Was die Schönheit des Gesichtes betrifft, so bot sie den griechischen Typus in ganzer Vollkommenheit. Große, schwarze Augen, eine marmorne Stirn, Korallenlippen und Perlenzähne.

Über dieses reizende Gebild ergoß sich die Blüte der Jugend mit all ihrem Glanz, Haydee mochte neunzehn oder zwanzig Jahre zählen.

Als sie Monte Christo sah, rief sie:

»Was bittest du um Erlaubnis, bei mir eintreten zu dürfen? Bist du nicht mein Herr? Bin ich nicht mehr deine Sklavin?«

»Haydee,« entgegnete der Graf, »du weißt, daß wir in Frankreich sind, und folglich bist du frei.«

»Frei -- und was soll ich damit?« fragte das junge Mädchen.

»Du kannst mich verlassen.«

»Dich verlassen ... dich verlassen?«

»Wenn du unter den jungen Leuten, die du hier antreffen wirst, einen Mann fändest, der dir gefiele, so ...«

»Ich habe noch nie einen schöneren Mann gesehen, als du bist, und nie einen andern geliebt als meinen Vater und dich.«

»Armes Kind,« sprach Monte Christo, »du kennst ja niemanden außer uns beiden.
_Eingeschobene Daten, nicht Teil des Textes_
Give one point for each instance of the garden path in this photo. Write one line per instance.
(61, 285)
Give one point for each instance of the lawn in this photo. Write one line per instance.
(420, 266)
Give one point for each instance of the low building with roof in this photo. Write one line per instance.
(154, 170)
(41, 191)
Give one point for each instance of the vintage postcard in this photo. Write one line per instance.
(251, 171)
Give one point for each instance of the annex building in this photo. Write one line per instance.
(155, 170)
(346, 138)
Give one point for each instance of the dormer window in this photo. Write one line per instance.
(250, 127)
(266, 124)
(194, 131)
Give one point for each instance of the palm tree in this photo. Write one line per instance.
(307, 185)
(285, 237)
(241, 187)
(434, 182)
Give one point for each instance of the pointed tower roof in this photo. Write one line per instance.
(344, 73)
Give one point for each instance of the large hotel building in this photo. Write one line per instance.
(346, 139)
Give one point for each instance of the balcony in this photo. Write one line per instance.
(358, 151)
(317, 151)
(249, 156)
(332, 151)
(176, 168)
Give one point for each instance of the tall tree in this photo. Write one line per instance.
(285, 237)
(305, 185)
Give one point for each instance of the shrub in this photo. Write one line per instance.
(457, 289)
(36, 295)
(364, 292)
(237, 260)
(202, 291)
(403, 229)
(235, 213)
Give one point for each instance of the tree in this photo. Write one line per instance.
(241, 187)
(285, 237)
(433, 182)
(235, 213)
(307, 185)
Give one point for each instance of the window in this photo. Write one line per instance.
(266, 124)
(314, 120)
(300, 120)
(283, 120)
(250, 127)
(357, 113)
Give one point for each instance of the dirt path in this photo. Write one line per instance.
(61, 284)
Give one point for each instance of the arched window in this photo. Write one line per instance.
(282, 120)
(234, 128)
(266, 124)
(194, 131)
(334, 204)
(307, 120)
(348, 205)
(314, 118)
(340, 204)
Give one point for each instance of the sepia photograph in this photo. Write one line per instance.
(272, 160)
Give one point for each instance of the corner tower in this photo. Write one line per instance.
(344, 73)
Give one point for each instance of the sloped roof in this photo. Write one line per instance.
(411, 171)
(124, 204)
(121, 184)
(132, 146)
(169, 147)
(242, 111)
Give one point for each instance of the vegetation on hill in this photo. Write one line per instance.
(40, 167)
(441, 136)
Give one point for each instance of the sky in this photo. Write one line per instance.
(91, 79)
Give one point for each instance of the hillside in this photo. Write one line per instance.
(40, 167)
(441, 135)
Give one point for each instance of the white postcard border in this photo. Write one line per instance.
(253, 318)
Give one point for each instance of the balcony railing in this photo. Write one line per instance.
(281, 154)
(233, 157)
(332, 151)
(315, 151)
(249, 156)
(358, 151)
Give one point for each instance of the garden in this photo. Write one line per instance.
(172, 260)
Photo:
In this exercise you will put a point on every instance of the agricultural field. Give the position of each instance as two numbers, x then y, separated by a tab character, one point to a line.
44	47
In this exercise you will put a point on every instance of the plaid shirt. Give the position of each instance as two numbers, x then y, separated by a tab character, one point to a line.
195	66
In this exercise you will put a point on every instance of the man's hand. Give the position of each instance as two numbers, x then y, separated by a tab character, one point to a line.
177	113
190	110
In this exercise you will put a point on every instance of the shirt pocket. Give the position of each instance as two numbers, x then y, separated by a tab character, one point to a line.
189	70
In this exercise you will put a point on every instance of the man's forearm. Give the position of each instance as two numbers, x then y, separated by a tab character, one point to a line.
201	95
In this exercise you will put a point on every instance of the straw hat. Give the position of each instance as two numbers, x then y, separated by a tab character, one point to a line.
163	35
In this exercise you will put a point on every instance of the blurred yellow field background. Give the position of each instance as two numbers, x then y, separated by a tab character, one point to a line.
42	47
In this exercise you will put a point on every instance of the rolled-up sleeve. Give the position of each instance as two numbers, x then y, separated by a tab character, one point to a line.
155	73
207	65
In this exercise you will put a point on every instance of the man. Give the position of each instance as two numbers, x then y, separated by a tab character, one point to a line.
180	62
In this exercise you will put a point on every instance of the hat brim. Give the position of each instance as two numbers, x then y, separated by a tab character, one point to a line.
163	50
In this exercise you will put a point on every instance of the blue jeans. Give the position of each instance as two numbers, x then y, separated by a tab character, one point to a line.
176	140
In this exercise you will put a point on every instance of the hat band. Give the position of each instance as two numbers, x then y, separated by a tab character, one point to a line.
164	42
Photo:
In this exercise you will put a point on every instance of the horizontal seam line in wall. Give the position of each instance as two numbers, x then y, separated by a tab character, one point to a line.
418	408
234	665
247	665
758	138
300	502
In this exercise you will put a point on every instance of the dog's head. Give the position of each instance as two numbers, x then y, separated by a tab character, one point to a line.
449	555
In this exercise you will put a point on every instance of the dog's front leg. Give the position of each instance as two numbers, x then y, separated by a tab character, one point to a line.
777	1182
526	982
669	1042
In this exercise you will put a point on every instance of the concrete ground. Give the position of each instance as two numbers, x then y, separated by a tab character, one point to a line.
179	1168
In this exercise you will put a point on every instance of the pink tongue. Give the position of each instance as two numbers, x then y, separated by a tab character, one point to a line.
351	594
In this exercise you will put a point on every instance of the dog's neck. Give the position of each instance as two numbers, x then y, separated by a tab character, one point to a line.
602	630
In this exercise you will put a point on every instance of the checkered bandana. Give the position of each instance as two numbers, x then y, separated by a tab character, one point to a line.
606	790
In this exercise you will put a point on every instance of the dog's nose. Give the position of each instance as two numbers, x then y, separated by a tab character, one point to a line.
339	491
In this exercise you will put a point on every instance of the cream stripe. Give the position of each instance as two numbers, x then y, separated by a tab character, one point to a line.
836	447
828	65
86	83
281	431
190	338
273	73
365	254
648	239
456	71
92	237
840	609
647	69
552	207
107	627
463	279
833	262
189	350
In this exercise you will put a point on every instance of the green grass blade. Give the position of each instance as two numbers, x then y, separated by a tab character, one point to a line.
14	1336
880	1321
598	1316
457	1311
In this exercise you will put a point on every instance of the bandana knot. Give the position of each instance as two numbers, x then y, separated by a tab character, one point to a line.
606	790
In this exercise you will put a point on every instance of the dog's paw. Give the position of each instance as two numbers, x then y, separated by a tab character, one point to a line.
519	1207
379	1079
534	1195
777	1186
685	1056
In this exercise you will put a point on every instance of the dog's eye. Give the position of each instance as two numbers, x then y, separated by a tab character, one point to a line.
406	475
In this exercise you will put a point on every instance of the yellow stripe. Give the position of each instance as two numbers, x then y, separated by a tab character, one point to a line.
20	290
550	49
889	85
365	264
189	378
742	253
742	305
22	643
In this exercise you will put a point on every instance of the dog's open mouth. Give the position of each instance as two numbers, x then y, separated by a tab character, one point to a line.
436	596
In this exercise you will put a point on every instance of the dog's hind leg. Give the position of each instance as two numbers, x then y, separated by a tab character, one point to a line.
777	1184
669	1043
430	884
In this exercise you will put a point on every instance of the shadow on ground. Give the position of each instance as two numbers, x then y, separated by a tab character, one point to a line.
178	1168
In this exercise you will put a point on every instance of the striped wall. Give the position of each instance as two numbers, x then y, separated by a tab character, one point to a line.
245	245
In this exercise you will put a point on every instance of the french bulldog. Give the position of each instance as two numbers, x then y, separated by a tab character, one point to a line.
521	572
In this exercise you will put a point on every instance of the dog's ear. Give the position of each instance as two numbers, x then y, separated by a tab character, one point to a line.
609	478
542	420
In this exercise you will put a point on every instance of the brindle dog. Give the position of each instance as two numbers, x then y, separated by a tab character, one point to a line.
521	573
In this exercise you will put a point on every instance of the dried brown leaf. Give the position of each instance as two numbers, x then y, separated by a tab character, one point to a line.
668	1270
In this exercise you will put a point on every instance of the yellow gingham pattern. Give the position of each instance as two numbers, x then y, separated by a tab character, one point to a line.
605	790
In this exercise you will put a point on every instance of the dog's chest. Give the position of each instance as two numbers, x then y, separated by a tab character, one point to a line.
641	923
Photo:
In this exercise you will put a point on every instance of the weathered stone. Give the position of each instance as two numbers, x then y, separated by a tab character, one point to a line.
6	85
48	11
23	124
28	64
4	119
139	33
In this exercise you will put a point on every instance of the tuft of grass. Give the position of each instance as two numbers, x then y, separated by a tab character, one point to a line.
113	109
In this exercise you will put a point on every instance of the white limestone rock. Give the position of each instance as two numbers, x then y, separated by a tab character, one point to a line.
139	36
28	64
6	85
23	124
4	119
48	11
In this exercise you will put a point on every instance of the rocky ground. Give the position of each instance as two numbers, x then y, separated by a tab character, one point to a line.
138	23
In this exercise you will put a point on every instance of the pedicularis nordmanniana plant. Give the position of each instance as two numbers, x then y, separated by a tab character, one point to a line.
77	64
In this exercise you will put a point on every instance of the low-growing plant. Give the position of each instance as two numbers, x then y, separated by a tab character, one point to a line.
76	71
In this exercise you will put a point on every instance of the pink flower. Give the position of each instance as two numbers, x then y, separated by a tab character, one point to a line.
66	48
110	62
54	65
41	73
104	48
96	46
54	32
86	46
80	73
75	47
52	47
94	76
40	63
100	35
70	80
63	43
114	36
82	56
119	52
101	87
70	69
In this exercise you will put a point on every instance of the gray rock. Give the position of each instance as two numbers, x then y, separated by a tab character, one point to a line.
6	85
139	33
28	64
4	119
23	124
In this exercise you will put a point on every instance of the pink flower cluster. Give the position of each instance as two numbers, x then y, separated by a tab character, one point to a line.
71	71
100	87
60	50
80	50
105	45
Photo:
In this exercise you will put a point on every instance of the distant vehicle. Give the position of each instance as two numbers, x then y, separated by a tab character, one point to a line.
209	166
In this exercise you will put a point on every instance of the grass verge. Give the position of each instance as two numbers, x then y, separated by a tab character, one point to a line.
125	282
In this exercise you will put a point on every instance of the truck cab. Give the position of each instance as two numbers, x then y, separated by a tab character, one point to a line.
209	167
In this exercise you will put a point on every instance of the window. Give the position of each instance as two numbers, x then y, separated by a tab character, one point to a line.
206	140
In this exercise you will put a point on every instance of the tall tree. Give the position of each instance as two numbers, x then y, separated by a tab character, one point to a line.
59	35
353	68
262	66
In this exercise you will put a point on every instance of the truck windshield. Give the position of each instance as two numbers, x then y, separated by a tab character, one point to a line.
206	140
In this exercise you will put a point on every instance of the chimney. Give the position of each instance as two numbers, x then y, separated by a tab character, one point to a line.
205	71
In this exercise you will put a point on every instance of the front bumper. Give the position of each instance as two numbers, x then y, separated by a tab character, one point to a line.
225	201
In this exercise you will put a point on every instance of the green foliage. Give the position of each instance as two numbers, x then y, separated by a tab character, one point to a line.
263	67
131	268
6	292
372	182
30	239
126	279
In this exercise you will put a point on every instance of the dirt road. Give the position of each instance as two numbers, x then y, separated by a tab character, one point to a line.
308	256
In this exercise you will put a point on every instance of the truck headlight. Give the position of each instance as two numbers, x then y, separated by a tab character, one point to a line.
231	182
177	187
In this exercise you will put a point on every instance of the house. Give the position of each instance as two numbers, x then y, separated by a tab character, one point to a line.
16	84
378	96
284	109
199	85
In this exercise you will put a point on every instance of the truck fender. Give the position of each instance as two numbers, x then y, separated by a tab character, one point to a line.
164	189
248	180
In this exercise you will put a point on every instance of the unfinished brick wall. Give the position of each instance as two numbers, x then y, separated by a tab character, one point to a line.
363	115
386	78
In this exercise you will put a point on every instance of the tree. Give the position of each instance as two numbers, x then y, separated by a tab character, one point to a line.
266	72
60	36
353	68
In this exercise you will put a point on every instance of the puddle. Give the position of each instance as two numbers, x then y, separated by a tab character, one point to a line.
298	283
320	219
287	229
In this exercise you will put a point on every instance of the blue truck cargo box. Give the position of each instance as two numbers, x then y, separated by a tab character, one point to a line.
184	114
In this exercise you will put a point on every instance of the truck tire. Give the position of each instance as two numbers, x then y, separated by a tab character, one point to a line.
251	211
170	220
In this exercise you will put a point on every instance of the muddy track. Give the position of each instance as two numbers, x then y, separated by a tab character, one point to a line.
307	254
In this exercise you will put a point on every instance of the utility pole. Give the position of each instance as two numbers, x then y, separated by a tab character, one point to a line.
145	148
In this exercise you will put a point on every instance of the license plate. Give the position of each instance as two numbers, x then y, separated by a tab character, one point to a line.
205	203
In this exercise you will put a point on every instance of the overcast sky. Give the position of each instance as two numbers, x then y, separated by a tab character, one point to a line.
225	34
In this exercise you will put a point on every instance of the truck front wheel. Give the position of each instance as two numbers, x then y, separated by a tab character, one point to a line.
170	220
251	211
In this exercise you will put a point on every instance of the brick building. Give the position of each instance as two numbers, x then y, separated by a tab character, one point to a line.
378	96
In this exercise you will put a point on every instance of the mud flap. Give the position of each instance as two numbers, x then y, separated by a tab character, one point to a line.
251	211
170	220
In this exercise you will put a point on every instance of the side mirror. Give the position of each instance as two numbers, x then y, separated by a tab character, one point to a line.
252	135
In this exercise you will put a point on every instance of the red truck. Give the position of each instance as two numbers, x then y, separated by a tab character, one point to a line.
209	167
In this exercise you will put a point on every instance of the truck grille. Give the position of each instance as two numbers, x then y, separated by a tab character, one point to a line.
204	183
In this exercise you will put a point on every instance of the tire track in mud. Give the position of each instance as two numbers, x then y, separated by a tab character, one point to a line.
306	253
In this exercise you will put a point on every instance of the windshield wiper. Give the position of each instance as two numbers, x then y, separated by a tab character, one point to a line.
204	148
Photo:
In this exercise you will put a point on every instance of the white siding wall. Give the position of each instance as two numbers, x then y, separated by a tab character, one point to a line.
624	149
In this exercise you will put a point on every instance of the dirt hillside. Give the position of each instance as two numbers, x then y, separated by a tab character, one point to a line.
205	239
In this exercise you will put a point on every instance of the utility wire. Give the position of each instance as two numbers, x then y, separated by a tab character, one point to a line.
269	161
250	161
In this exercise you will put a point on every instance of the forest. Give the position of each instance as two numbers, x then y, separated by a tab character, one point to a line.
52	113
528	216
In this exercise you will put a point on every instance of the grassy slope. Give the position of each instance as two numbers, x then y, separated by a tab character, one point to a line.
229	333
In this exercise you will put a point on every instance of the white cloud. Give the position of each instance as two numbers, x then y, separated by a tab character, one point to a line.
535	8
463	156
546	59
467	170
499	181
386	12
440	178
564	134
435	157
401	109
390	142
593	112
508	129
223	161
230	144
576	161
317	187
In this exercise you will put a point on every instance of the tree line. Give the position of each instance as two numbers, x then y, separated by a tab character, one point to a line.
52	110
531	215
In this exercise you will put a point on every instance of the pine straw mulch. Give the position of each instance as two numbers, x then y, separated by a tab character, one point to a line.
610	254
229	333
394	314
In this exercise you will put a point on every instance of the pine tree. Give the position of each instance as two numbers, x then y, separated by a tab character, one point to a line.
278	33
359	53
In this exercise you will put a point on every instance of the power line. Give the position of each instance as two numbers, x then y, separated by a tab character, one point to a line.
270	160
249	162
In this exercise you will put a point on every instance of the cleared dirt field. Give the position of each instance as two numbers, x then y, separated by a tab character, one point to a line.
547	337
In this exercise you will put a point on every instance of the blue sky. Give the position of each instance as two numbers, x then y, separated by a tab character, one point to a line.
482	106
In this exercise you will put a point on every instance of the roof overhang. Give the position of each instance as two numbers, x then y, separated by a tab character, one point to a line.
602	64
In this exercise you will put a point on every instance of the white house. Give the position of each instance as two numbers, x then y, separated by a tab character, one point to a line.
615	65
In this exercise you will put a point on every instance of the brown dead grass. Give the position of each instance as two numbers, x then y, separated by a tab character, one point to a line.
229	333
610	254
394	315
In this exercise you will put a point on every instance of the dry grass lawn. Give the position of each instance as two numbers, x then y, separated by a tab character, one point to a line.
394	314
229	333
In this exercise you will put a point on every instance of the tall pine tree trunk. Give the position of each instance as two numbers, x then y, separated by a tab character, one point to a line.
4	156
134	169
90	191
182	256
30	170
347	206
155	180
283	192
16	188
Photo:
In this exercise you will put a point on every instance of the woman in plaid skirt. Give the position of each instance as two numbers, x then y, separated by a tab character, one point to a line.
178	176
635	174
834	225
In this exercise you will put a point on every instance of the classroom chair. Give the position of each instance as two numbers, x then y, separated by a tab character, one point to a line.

Jetzt aber wird das anders werden; solch eine orientalische Abgeschlossenheit wird hier in Paris nicht mehr möglich sein. Lerne das Leben in unsern nördlichen Ländern kennen, wie du es in Rom, Florenz, Mailand und Madrid getan hast, das wird dir nur von Nutzen sein, ob du nun hierbleibst oder nach dem Orient zurückkehrst.«

Das junge Mädchen sah den Grafen mit großen, feuchten Augen an: »Oder, daß ›wir‹ nach dem Orient zurückkehren.«

»Ja, meine Tochter,« erwiderte Monte Christo; »du weißt es wohl, ich werde dich niemals verlassen. Es ist nicht der Baum, der sich von der Blüte trennt, sondern die Blüte, die sich vom Baume löst. Doch eins bitte ich dich, mein Kind: sprich nie von deiner Vergangenheit. Im übrigen tu, was dir behagt, freu' dich deines Lebens ...«

»Herr, werde ich dich öfter sehen?«

»Alle Tage.«

»O Herr, was brauche ich mehr?«

»Ich fürchte, du wirst dich langweilen.«

»Nein, Herr, denn am Morgen denke ich, daß du kommen wirst, und am Abend erinnere ich mich, daß du hier warst; wenn ich sonst allein bin, so sind es Erinnerungen, die mich beschäftigen. Mit drei Gefühlen im Herzen langweilt man sich nie: Trauer, Liebe und Dankbarkeit.«

»O Haydee, du echtes Kind deiner Heimat! Sei ruhig: ich halte meine Hand über dich. Wenn du mich liebst wie deinen Vater, so sollst du mir wie ein Kind lieb sein.«

»Du irrst, Herr, ich liebte meinen Vater nicht so, wie ich dich liebe; meine Liebe für dich ist eine andere; mein Vater starb -- ich bin nicht gestorben; wenn du aber stürbest, dann wäre alles aus.«

Der Graf reichte dem jungen Mädchen die Hand mit einem Lächeln voll tiefer Zärtlichkeit; sie preßte sie, wie gewöhnlich, an ihre Lippen.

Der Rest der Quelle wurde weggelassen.